You don't need to be accountant Leo Bloom from The Producers to create a solid budget for your new musical.

For some of you, this may be a no brainer but I thought it was worth mentioning…

Have you ever produced a musical, a workshop or a reading and said, “wow, we have no money!”? While most of us have said that at one time or another, I bet it’s not entirely true. You probably have SOME money (even if it’s a hundred bucks!) and how you budget that money can make or break your project.

Try to avoid falling into the trap of zero based budgeting. Zero based budgeting means you start with a budget of $0.00 and try to spend as little as possible along the way. By doing this, you risk setting up your musical project to operate with what they call a “lack” mentality. This can be dangerous because it means that your team has to wrestle with you for every penny. Decisions get made based on what’s cheapest and not what’s best. Not to mention every time you dole out funds you have the anxiety of wondering how much more you’re going to need by the end of the process. Not ideal.

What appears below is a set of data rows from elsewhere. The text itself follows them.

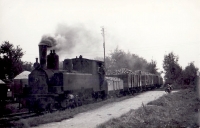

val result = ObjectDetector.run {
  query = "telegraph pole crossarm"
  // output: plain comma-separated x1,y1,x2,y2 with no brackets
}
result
102,27,106,69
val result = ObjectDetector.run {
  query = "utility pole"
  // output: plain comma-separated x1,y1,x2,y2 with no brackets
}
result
101,27,106,69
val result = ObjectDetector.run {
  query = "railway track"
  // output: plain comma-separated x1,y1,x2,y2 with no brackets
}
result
0,112,40,124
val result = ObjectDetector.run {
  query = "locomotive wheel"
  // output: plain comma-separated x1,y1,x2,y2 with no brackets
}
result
60,99,67,109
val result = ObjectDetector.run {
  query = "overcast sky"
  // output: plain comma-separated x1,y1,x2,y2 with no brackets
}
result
0,0,200,70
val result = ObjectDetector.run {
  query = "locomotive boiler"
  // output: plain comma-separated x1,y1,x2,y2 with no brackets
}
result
24,44,108,111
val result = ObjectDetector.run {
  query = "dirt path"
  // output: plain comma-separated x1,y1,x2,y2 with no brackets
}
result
34,91,170,128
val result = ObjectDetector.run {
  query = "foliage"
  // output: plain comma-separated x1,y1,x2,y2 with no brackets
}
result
163,52,182,83
97,47,157,73
146,60,157,74
183,62,198,85
0,41,24,79
22,61,33,71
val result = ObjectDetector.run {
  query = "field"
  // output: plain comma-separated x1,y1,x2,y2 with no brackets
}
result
0,95,133,128
98,88,200,128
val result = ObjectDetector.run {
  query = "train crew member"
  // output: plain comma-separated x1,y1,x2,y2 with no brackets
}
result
167,84,172,90
98,64,105,90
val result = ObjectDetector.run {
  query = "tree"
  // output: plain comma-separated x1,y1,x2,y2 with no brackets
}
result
0,41,24,79
96,47,157,74
22,61,33,71
183,62,198,85
163,52,182,83
146,60,158,74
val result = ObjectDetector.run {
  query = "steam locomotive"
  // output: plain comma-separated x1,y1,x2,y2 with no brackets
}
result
23,44,108,111
23,44,162,112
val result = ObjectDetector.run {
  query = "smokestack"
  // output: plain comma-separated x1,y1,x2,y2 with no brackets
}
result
39,45,47,69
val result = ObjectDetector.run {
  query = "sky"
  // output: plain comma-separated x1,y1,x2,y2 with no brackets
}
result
0,0,200,71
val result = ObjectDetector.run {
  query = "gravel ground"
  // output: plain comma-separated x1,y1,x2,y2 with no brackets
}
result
35,91,170,128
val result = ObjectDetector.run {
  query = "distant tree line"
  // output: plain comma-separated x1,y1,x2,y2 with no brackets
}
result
163,52,198,85
0,41,198,88
0,41,32,80
96,47,159,74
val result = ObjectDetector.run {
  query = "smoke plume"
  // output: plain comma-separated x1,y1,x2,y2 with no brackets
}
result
40,24,103,59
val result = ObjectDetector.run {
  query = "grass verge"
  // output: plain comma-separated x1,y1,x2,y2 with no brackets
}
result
98,89,200,128
3,96,136,128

Alternatively, if you create a budget, even a small one, your team will know what they have to work with in advance. This will allow them to operate with an abundance of creativity within their resources.

Whether it’s $100 or $1,000,000+, figure out how much money you can reasonably come up with and create a budget in advance. It’s amazing how creative your team can get when they spend less time and emotion trying to pry a few dollars from you and more time making the most of what they have to work with.

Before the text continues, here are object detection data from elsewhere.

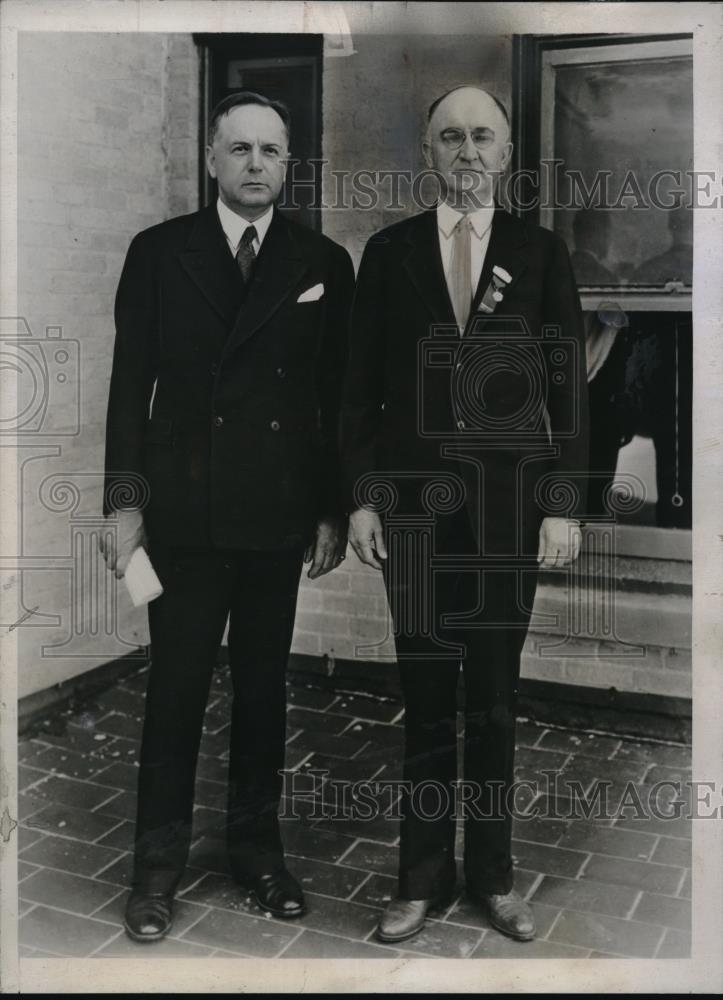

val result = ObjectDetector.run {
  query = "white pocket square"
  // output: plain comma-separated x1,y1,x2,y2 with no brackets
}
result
296,284,324,302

Next time you are approaching a musical theater project… lining up your team, nailing down your script, and setting the date and time… I hope you’ll also spend a few thoughtful minutes writing up a budget. I can’t promise you won’t still lose sleep about some aspect of the project but you’ll spend less time thinking about the money and more time thinking about your art.

One Response to Budgeting: Avoid Short Changing Your New Musical

  1. Mz. Trinchero makes a great point here. To perhaps sharpen that point a bit consider your first lemonade stand experience. You concocted an amazing thirst quenching potion of the latest passion drink to hit your block…but nobody came to sample. If you haven’t thought about a marketing strategy for your show (of which you spent years of blood sweat and tears, creating) maybe you should start first… by opening a lemonade stand.